I tested 5 AI agents 100 times each. Single-run benchmarks are lying to you.

Your agent passes on Monday, fails on Wednesday. Same prompt, same model, same code. You run it again — it works. Is it fixed? You have no idea.

I ran into this problem building agents with LangGraph. My agent scored well on manual tests, but in production it failed unpredictably. So I started running it multiple times. The results changed everything about how I think about agent evaluation.

The experiment

I took 5 agents representing common archetypes and ran each one 400 times (100 trials × 4 test cases). Not once. Not ten times. Four hundred times, with statistical confidence intervals on every metric.

Here's what I found.

Agent	Pass Rate	95% CI	Avg Cost	Cost per Success
Reliable RAG	91.0%	[87.8%, 93.4%]	$0.014	$0.016
Expensive Multi-Model	87.5%	[83.9%, 90.4%]	$0.141	$0.161
Inconsistent	69.2%	[64.6%, 73.6%]	$0.036	$0.052
Flaky Coding	65.5%	[60.7%, 70.0%]	$0.052	$0.079
Fast-But-Wrong	45.2%	[40.4%, 50.1%]	$0.003	$0.007

Three things jumped out.

1. The confidence interval is the real number, not the point estimate.
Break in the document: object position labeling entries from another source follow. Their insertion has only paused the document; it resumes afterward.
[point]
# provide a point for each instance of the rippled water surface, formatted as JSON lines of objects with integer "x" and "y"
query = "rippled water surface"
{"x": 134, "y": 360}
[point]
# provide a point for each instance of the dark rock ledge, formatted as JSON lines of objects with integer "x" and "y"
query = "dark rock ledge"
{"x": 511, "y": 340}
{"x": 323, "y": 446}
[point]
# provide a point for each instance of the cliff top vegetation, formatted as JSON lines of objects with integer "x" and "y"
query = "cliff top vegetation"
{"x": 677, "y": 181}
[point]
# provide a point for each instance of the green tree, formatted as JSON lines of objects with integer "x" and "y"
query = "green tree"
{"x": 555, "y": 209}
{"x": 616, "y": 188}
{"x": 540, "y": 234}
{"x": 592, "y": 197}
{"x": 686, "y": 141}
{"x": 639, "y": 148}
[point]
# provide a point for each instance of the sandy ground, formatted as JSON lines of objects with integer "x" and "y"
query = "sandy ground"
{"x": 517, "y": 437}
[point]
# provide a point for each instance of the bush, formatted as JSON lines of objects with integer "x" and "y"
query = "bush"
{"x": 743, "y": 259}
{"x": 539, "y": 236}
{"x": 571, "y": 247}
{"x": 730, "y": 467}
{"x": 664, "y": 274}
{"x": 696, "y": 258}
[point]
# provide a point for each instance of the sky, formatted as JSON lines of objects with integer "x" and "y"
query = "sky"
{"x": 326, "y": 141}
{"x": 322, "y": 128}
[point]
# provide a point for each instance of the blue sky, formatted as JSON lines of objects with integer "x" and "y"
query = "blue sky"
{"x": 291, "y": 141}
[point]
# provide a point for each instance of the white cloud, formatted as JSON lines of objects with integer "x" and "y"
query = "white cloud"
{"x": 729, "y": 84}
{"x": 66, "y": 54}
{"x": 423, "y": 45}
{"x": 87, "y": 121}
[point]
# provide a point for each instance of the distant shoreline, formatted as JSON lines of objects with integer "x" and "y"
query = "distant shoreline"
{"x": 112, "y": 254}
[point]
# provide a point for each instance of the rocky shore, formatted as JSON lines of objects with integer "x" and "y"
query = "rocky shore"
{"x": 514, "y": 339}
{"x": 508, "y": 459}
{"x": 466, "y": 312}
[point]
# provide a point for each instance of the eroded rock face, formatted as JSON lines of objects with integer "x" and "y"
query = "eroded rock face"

The Flaky Coding agent scored 65.5%. But the 95% CI is [60.7%, 70.0%]. That's a 9-point range. If you tested it once and got lucky, you'd report 80%. If you got unlucky, 50%. Neither tells you what the agent actually does.

Every benchmark you've seen reports a single number. No error bars. No confidence interval. That number is one sample from a distribution you've never seen.

2. Cost per success is the metric that matters, and nobody reports it.

The Expensive Multi-Model agent has an 87.5% pass rate — only 3.5 points below the Reliable RAG. Sounds close, right?

But it costs 10× more per successful call ($0.161 vs $0.016). That 3.5-point gap hides a 10× cost difference. In production at scale, you'd burn $56 to do what the cheaper agent does for $6.

The Fast-But-Wrong agent looks incredibly cheap at $0.003/call. But at 45% success, its cost per completed task is $0.007 — and you'd need to run it twice to get one success. The real cost is the wasted compute on the 55% that fail.

3. Failure attribution tells you WHERE to fix, not just that something broke.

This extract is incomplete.